日本ではなぜ性教育が「危険視」されてしまうのか(写真:msv/PIXTA
 アメリカで中絶をめぐる激しい議論が巻き起こっている。きっかけとなったのは、人工中絶の権利を認めるアメリ最高裁の判決「ロー対ウェイド裁判」が覆る可能性があるという情報が漏えいしたことだ。近く最高裁の最終意見が出るとみられる中、アメリカでは著名人も巻き込んだ「プロチョイス(人工中絶擁護派)」と「プロライフ(中絶反対派)」の戦いが激しくなっている。
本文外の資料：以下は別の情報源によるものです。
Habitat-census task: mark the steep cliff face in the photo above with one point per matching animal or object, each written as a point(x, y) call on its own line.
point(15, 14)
 一方、日本では人工中絶には配偶者の同意が必要とする母体保護法に対する批判が強まっている。アメリカを含む多くの国では、女性が妊娠、出産、中絶など性や子どもを産むことを選択・決定できる「リプロダクティブ・ヘルス/ライツ(性と生殖に関する健康と権利)」が認められているが、日本ではまだこの意識は低いと言わざるをえない。
 アメリカでの論争はけっして日本人に関係がないことではない。本稿では日本でリプロダクティブ・ヘルス/ライツに対する理解や議論が深まらない理由が、性教育を毛嫌いする教育現場にある可能性について、作家の阿古真理氏が論じる。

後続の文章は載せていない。